Concurrently with working for ‘Redbook’, she continued with her social activities, being acutely aware about the condition of black women in a big city like New York. Eventually, she started an organization called ‘Black Women in Publishing’.
In 1979, she wrote a 5000-word article in ‘Essence’, a monthly lifestyle magazine with African-American women as its target. Entitled, ‘I Am a Lesbian’, it tried to dispel the myth that there was no gay in Black community and also to assure Black lesbians that they were not alone.
While writing articles, she also continued to write poetry, trying to bring about a social change through them. Some of these were later published in 'Home Girls: A Black Feminist Anthology' (1983). But very soon, she realized that publishing was not her cup of tea.
In early 1990s, she found a job with the New York City government’s press office, eventually being appointed a speechwriter for Mayor David Dinkins, serving in this capacity possibly till December 1993. Thereafter from 1994, she served Carl McCall, the New York State Comptroller, as his speech writer.
During the tenure of President Clinton, she worked for the New York Foreign Press Center as a public affairs specialist.
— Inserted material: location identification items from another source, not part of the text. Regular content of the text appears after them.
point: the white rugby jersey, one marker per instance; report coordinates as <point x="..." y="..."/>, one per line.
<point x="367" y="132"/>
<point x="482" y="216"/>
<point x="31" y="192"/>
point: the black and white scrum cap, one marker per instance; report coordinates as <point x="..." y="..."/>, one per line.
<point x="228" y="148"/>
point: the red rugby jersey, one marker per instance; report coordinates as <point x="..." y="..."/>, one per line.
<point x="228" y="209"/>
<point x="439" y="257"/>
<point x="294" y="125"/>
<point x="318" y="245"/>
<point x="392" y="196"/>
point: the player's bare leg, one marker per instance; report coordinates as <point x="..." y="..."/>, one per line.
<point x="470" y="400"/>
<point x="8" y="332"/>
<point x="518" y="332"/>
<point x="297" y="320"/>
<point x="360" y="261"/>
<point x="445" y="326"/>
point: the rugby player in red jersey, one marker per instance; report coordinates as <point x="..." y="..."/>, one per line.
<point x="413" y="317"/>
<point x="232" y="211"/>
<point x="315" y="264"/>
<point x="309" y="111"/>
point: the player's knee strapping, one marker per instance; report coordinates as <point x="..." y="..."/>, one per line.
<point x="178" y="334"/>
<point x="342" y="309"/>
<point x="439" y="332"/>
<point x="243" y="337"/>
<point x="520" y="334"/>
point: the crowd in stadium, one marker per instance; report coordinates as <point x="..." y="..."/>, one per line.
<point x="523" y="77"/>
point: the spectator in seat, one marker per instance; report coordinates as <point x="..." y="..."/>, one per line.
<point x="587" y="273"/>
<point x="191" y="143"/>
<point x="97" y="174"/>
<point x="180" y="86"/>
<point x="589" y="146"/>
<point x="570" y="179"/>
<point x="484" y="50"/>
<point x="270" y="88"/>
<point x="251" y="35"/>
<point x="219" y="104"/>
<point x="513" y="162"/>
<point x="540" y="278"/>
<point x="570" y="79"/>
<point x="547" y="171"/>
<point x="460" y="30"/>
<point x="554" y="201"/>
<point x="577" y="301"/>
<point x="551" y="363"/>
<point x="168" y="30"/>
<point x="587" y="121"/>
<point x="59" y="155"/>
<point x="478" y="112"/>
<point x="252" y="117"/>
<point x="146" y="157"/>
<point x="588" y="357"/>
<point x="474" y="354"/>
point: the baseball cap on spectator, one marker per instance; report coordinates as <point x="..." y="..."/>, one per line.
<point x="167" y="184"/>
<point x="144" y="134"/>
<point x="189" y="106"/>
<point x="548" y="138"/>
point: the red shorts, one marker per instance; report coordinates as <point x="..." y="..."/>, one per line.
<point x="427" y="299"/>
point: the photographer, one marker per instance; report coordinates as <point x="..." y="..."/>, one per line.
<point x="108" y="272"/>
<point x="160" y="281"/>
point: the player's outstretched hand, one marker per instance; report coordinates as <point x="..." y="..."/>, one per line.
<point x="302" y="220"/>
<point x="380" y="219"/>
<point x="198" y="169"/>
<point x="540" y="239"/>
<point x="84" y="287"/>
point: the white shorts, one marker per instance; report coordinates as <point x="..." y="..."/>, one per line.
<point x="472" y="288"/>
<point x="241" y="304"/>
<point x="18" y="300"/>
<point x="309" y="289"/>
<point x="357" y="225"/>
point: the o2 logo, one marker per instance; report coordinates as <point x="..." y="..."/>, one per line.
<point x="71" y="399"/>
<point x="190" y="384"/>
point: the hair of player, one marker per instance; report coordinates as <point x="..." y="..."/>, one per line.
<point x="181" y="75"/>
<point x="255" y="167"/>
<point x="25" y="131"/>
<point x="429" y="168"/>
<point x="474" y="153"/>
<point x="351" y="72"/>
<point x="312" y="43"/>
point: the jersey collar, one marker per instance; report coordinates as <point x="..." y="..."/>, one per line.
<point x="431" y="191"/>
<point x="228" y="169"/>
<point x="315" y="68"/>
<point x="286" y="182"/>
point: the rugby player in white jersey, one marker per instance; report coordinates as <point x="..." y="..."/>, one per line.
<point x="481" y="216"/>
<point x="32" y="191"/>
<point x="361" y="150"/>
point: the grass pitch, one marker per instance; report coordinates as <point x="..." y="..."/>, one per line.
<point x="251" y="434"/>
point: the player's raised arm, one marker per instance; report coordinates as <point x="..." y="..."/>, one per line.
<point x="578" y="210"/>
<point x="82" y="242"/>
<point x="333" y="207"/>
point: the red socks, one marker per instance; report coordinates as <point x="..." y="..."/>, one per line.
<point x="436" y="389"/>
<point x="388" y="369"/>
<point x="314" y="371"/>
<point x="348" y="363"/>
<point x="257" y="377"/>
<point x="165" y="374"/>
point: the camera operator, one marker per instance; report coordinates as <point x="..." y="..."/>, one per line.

Thereafter, she served Bill Thompson, New York City Comptroller, possibly from 2002 to 2004.
In 2004, she left Thompson’s service to join Maimonides Medical Center, where she served possibly till 2009, trying to promote a culturally sensitive environment and make it attractive to a wider clientele. Thereafter, she worked briefly for the public relation department of the City Group, but could not fit in.
As First Lady of New York City
On January 27, 2013, as her husband, Bill de Blasio, announced his candidacy for Mayor of New York City, Chirlane McCray took up a new role, accompanying him on his campaign. She also edited his speeches and helped in interviewing staffs.
In January 1, 2014, de Blasio was sworn in as the Mayor and with that McCray became the First Lady of New York City. She now had her own staff and a larger role to play.
In February, 2014, she was named as the chairperson of the Mayor’s Fund to Advance New York City. Immediately, she began to work mainly on three issues, the chief among them being mental health. The other two are immigration and youth work force.
On November 23, 2015, McCray launched ‘ThriveNYC’, a $1.2 billion dollar initiative, with the aim of improving the city’s mental health and substance abuse services. A year later, she announced the formation of the ‘Cities Thrive Coalition’ with aim of launching a more consolidated nationwide mental health system.
By 2017, the movement she started expanded to 200 cities. Not one to sit still, she continues to work on the project, lobbying with Congressional lawmaker, arranging for more funds, gathering signature, lecturing at seminars, thereby trying to change people’s attitude towards mental health.
Family & Personal Life
Early in her youth, Chirlane McCray identified herself as a lesbian and continued to do so till 1991 when she met her future husband, Bill de Blasio, at that time working as an aide to David Dinkins. They got married in 1994. De Blasio is an Italian-American.
The couple has two children, a son called Dante and daughter called Chiara. In 2013, Chiara suffered from depression and drug use, which has since been addressed.